Is that not a big enough deal for you to justify a union balloting its members for a strike? If not, what would be? Demanding that universities follow existing agreements about redundancies? Making a stand against the catastrophic funding of higher education? Or do you think that uni staff should just meekly say "Um, I'm not particularly happy about this" as their pay, conditions and the sector as a whole gets eroded?

FFS, I'm not even a member of a union right now but this thread has made me want to be.

GasperyJacquesRoberts · 24/10/2025 20:04

titchy · 24/10/2025 11:48

Striking over pay - no. Yes of course a fair pay offer is the right thing to do. But not when it comes at the expense of more thousands of job losses.

But they're not just proposing a strike over pay. They're proposing a strike over pay plus redundancies, protection of existing national agreements over terms and conditions and lobbying the government about funding of higher education.

What's your actual objection here? Is it that you think they should be striking over redundancies, protection of agreements and funding without consideration of pay? Or that they shouldn't be threatening a strike at all? Or something else?

Frenchdressing · 24/10/2025 20:09

Pointless striking. Not enough are in UCU so the work is covered with minimal problems.

I am in UCU but I won’t strike this time.

titchy · 24/10/2025 20:44

GasperyJacquesRoberts · 24/10/2025 20:04

But they're not just proposing a strike over pay. They're proposing a strike over pay plus redundancies, protection of existing national agreements over terms and conditions and lobbying the government about funding of higher education.

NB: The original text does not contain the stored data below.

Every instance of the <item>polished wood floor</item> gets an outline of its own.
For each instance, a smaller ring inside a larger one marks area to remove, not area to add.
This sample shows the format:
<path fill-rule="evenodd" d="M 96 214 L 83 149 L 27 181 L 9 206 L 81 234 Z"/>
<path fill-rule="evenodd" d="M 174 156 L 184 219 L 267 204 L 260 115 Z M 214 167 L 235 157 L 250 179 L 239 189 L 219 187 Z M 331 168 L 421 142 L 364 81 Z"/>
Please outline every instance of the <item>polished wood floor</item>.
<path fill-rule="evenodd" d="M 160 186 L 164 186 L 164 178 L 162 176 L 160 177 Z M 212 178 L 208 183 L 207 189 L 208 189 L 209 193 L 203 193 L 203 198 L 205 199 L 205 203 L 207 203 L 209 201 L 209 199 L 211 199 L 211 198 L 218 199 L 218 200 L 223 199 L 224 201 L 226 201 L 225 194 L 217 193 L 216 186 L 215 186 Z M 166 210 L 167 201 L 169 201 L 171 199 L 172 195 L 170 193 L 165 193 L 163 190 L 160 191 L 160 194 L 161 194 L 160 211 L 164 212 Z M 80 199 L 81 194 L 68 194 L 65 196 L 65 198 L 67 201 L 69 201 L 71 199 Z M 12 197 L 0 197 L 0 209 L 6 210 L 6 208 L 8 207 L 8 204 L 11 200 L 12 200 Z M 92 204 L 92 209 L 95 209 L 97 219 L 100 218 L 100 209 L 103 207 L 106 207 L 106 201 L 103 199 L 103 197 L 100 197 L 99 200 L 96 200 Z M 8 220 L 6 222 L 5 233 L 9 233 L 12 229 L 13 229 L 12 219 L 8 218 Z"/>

What's your actual objection here? Is it that you think they should be striking over redundancies, protection of agreements and funding without consideration of pay? Or that they shouldn't be threatening a strike at all? Or something else?

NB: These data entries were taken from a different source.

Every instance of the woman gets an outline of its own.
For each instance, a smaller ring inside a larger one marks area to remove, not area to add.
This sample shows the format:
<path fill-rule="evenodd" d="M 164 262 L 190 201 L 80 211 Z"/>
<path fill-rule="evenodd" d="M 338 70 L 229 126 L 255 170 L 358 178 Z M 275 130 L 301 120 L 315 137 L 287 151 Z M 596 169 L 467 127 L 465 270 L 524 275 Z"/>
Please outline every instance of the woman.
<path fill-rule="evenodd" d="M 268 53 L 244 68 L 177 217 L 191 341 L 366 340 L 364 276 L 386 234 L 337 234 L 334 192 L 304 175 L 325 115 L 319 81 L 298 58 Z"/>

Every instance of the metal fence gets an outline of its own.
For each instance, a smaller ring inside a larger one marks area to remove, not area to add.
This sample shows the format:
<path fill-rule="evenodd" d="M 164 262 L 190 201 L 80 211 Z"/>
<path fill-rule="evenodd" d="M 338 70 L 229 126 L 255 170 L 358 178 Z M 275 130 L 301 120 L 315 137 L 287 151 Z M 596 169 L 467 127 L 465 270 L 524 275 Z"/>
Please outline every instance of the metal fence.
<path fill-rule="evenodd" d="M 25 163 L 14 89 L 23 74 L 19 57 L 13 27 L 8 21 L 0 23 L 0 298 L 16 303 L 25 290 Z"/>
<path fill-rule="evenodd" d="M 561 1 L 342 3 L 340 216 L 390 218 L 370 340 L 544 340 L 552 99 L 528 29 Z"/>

My objection is the strike asks includes increased pay and no redundancies. Which is impossible. If your demands are impossible to meet, which these are, then the only losers are the students in the short term and the sector in the long run.

And the sector already lobbies government a lot, so again that bit is pointless.

FurryGiraffe · 24/10/2025 21:34

The decision about whether to strike shouldn’t just be about whether the cause is just. It should also consider whether the strike is winnable. Because strikes involve considerable financial sacrifices for members, and every unsuccessful strike is burning through the union’s political (and financial) capital.

This isn’t winnable, so to lead members out on strike is unconscionable. The only people who will win are university management, because it will weaken the union.

busybusybusy2015 · 26/10/2025 11:23

I'd rejoin UCU if it would grasp a new nettle and make it their job to poke a stick at flawed uni business models, lack of financial oversight, overpaid VCs, schoolleaver demographics for at least the next 10 years, Russell Group insanity on grade requirements for vocational/shortage subjects, reform of the student loan system. Get involved in why the sector is falling.

Acinonyx2 · 26/10/2025 12:35

@busybusybusy2015 Agreed - otherwise it's just refusing to row a boat with a big hole in it.

anotheranonacademic · 27/10/2025 11:27

Can I ask a really dumb question? As I haven't really paid attention too much to what's going on - but isn't a strike something that happens when negotiations fail? Has the Union been in discussion with Universities about this (or these many things) and this has gotten nowhere, thus now the strike?

It seems to me though, that the demands are all symptoms of the the fourth bullet: "jointly lobby the UK government for a new higher education funding settlement" - I don't really see how the Universities can do any of the prior elements without fixing the overall problems in the sector, of which a lot are due to government policies (actually more than just HE funding...). Do you really need to strike to ask to work together? Have the Universities refused to work with the Union on this?